Хочется вообще понять, откуда пошли разговоры о замкнутости и заскорузлости староверов. Не будучи богословом, трудно оценивать теологические глубины разногласий, которые в XVIII веке привели русскую церковь к расколу. Но ведь с тех пор каких только течений, толков и согласий не возникло в традиционном старообрядчестве: беспоповцы и беглопоповцы, темноверцы, которые при богослужении гасят даже лампады, и песочники, которые при крещении используют не воду, а песок... Этот религиозный динамизм может говорить о чем угодно, только не о заскорузлости сознания. Неужто традиционное представление о замкнутости староверов сложилось из-за того, что они отказывались есть из одной посуды с кем бы то ни было? Гостям подавали особую посуду, которую отмывали потом не в избе, а в проточном ручье, и ниже по течению скотину не поили. Говорил же Ромен Роллан, что люди прощают все, только не отказ есть с ними из одной чашки...

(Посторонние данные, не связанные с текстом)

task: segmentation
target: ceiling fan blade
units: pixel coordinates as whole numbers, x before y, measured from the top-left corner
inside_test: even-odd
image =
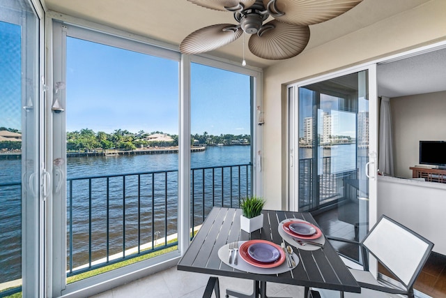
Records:
[[[198,29],[189,34],[180,44],[183,54],[200,54],[212,51],[232,43],[243,31],[232,24],[219,24]]]
[[[309,40],[309,27],[284,23],[277,20],[268,22],[274,26],[259,36],[249,38],[248,47],[254,55],[270,60],[281,60],[293,57],[300,53]]]
[[[271,0],[263,0],[265,7]],[[276,0],[275,8],[283,15],[271,15],[276,20],[300,26],[321,23],[342,15],[362,0]],[[272,7],[271,7],[272,6]]]
[[[236,7],[239,3],[243,4],[245,8],[252,6],[256,0],[187,0],[200,6],[215,10],[226,11],[225,7]]]

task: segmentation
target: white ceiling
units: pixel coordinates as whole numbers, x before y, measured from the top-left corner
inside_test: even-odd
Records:
[[[48,10],[161,40],[173,45],[174,47],[178,47],[185,36],[198,29],[215,24],[236,23],[232,14],[229,12],[205,8],[187,0],[43,1]],[[355,8],[334,19],[310,26],[309,43],[304,51],[392,17],[429,1],[363,0]],[[238,38],[235,42],[208,54],[241,61],[243,38]],[[267,68],[277,63],[275,61],[256,57],[249,50],[245,51],[245,54],[248,65],[253,66]],[[443,59],[443,61],[445,60]],[[389,64],[380,67],[380,76],[383,77],[378,78],[378,82],[383,84],[383,88],[385,85],[383,91],[401,96],[402,94],[397,92],[407,90],[408,86],[404,86],[404,84],[415,88],[415,83],[420,81],[415,80],[415,82],[410,80],[410,83],[404,83],[404,76],[410,73],[411,68],[420,69],[420,63],[417,62],[417,64],[405,65],[404,62],[401,61],[401,64],[396,62],[394,64]],[[438,64],[436,63],[435,65]],[[392,67],[394,67],[394,69],[388,69]],[[401,68],[402,73],[398,71],[399,68]],[[432,75],[432,72],[429,72]],[[399,81],[403,82],[399,83]],[[428,86],[429,82],[424,82],[423,86]],[[391,90],[392,84],[398,84],[398,89]]]
[[[446,90],[446,49],[378,65],[378,94],[389,98]]]

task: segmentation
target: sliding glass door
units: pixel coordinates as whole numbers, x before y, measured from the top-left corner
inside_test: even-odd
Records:
[[[0,3],[0,297],[43,292],[40,33],[29,1]]]
[[[376,185],[369,75],[366,69],[295,89],[298,208],[312,212],[327,234],[355,240],[368,230],[370,188]],[[357,251],[337,248],[360,260]]]

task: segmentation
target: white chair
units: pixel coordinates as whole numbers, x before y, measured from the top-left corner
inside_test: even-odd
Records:
[[[422,221],[422,218],[420,219]],[[321,297],[401,297],[413,298],[413,284],[432,251],[433,244],[408,228],[385,216],[369,232],[362,242],[328,237],[335,241],[355,243],[362,248],[363,270],[351,269],[361,286],[361,293],[339,293],[325,289],[317,290]],[[397,278],[395,283],[376,279],[369,271],[368,253],[370,253]],[[387,278],[386,278],[387,279]]]

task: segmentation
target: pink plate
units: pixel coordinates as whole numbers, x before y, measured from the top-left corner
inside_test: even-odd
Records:
[[[311,225],[312,227],[316,229],[316,233],[313,234],[312,235],[301,235],[300,234],[297,234],[295,233],[294,232],[293,232],[290,228],[289,228],[289,225],[293,223],[305,223],[309,225]],[[321,236],[322,236],[322,231],[321,231],[321,229],[319,229],[318,227],[316,227],[316,225],[307,222],[307,221],[287,221],[286,223],[284,223],[284,225],[282,226],[284,231],[285,231],[285,232],[286,234],[288,234],[289,235],[295,238],[300,238],[302,239],[307,239],[307,240],[312,240],[312,239],[318,239]]]
[[[277,260],[274,262],[271,262],[270,263],[264,263],[263,262],[259,262],[254,259],[253,259],[248,253],[248,248],[252,244],[255,244],[256,243],[263,243],[265,244],[270,245],[273,246],[276,249],[279,251],[280,253],[280,256]],[[240,246],[240,248],[238,249],[238,253],[242,259],[243,259],[247,263],[250,264],[253,266],[260,267],[260,268],[274,268],[277,266],[280,266],[285,261],[285,253],[284,251],[282,250],[282,248],[279,246],[277,244],[274,244],[271,241],[266,240],[249,240],[243,243]]]

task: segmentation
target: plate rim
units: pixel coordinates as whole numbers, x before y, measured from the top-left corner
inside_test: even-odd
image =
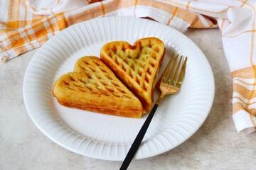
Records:
[[[149,21],[149,20],[146,20],[146,19],[144,19],[144,18],[136,18],[136,17],[123,17],[123,16],[110,16],[110,17],[105,17],[105,18],[95,18],[95,19],[92,19],[92,20],[89,20],[89,21],[84,21],[84,22],[81,22],[81,23],[79,23],[78,24],[75,24],[75,25],[73,25],[73,26],[71,26],[70,27],[62,30],[62,31],[60,31],[58,33],[57,33],[55,36],[58,36],[58,35],[60,35],[60,34],[63,34],[63,33],[65,33],[64,31],[67,31],[67,29],[73,29],[73,28],[75,27],[77,27],[77,26],[79,26],[80,25],[84,25],[84,24],[86,24],[87,23],[89,23],[89,22],[97,22],[97,21],[98,20],[105,20],[105,19],[112,19],[112,20],[116,20],[117,18],[122,18],[122,19],[127,19],[127,18],[132,18],[132,20],[137,20],[137,21],[146,21],[145,22],[152,22],[154,23],[152,24],[159,24],[159,25],[163,25],[163,26],[165,26],[166,27],[167,29],[170,29],[171,31],[175,31],[176,33],[178,33],[178,34],[180,35],[182,35],[182,36],[183,36],[187,40],[190,41],[191,43],[193,43],[196,47],[198,47],[198,46],[190,39],[188,38],[187,36],[186,36],[185,35],[183,35],[183,33],[180,33],[179,31],[175,30],[174,28],[171,28],[171,27],[169,27],[164,24],[162,24],[162,23],[157,23],[157,22],[155,22],[155,21]],[[144,21],[143,21],[144,22]],[[66,146],[64,144],[61,143],[61,142],[59,142],[58,140],[56,140],[55,139],[53,139],[53,137],[49,135],[48,134],[43,128],[42,127],[40,127],[36,119],[34,118],[34,117],[33,116],[33,114],[32,113],[30,113],[29,111],[29,105],[28,104],[28,98],[26,97],[26,79],[27,79],[27,76],[28,76],[28,72],[29,72],[29,68],[31,67],[31,65],[33,64],[34,60],[36,60],[36,55],[37,54],[39,53],[39,50],[41,50],[41,49],[43,49],[43,47],[45,45],[47,45],[48,43],[50,43],[49,42],[53,40],[53,39],[50,39],[48,40],[44,45],[42,45],[42,47],[34,54],[34,55],[33,56],[31,60],[30,61],[28,67],[27,67],[27,69],[26,70],[26,72],[25,72],[25,75],[24,75],[24,78],[23,78],[23,100],[24,100],[24,103],[25,103],[25,106],[26,106],[26,110],[30,116],[30,118],[31,118],[31,120],[33,120],[33,122],[35,123],[35,125],[36,125],[36,127],[46,135],[47,136],[48,138],[50,138],[52,141],[53,141],[54,142],[57,143],[58,144],[60,145],[61,147],[68,149],[68,150],[70,150],[73,152],[75,152],[77,154],[81,154],[81,155],[84,155],[84,156],[86,156],[86,157],[91,157],[91,158],[94,158],[94,159],[103,159],[103,160],[109,160],[109,161],[121,161],[122,159],[117,159],[115,158],[112,159],[112,158],[105,158],[105,157],[97,157],[96,155],[93,155],[93,154],[87,154],[87,153],[85,153],[85,152],[79,152],[78,150],[75,150],[70,147],[69,147],[68,146]],[[214,96],[215,96],[215,82],[214,82],[214,76],[213,76],[213,73],[212,72],[212,69],[211,69],[211,67],[210,67],[210,65],[206,58],[206,57],[204,55],[204,54],[203,53],[203,52],[199,49],[199,47],[198,47],[198,50],[202,53],[202,55],[204,56],[206,60],[206,62],[208,64],[208,67],[210,68],[210,72],[211,73],[211,78],[212,78],[212,81],[213,81],[213,84],[211,84],[212,86],[212,90],[213,90],[213,96],[212,96],[212,98],[211,98],[211,103],[210,104],[210,106],[208,108],[208,113],[206,114],[206,115],[205,116],[204,119],[203,121],[201,121],[201,123],[199,126],[197,127],[197,128],[196,128],[196,130],[194,130],[194,132],[193,133],[191,133],[190,135],[187,136],[187,137],[181,142],[179,142],[179,143],[176,143],[176,145],[174,145],[172,147],[172,149],[176,147],[177,146],[180,145],[181,144],[183,143],[184,142],[186,142],[188,138],[190,138],[201,127],[201,125],[203,125],[203,123],[205,122],[206,119],[207,118],[208,114],[210,113],[210,109],[213,106],[213,101],[214,101]],[[39,51],[39,52],[38,52]],[[36,57],[35,57],[36,56]],[[167,149],[166,150],[165,152],[167,152],[170,149]],[[148,157],[153,157],[153,156],[156,156],[156,155],[158,155],[158,154],[162,154],[165,152],[159,152],[159,153],[157,153],[157,154],[147,154],[147,155],[144,155],[144,157],[135,157],[135,159],[144,159],[144,158],[148,158]]]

Но поднимемся над рефлексами, станем на медицинскую точку зрения. Этой незримой гигиенической стеной старообрядческая семья ограждала (и оградила) себя в непредсказуемых обстоятельствах изгнания, на каторжных этапах, в местах, где от повальных болезней вымирали села и улусы. Современный человек обязан понимать рациональный смысл самых причудливых обычаев. Иначе можно бездумно оборвать корни тех традиций, которые обеспечивают выживание народа, или постыдно исказить его духовный облик. Как можно говорить о «национальной ограниченности русских раскольников», если их семейные реликвии — янтарь, с которым познакомились они еще в первом изгнании то ли у латышей, то ли у литовцев, если спят они не на перине, а по монгольскому обычаю на войлоке и под одеялом из бараньих шкур, если в речи их слышится то по-белорусски твердое «давчонка», то приветливое обращение «талаша» (от бурятского «тала» — приятель, кунак)?

Мать Нади, Агриппина Яковлевна, сама, между прочим, солистка Большекуналейского семейского хора, настойчиво пытается увести разговор от пения и песен. «Забота важнее таланта»,— повторяет она. И все понимают почему. Дочь кончает школу. Собирается «в музыкальный». Риск велик. Рафинированным музыкантам многое в ней может показаться «не той экзотикой». Ну а если поступит? Как она, выросшая в семейской деревне, приноровится к нивелирующему быту современного города? Что будет значить там ее умение вести дом в большой семье, доить коров, печь хлебы?.. Чем обернется незнание, к примеру, нотной грамоты? Конечно, за нею будут семья, наследственная жизнестойкость, трудолюбие и привольное детство, которое навсегда остается в сердце человека, как золотой запас энергии и оптимизма. И все-таки слова Агриппины Яковлевны по-своему объясняют, почему даже в самые яркие моменты праздника нет-нет да и вспыхивало в моей душе щемящее чувство тревоги. Жизнь уже не во всем совпадает с песней. И не будем преувеличивать устойчивость народного обычая. Культурную традицию надобно поддерживать, как огонь в очаге.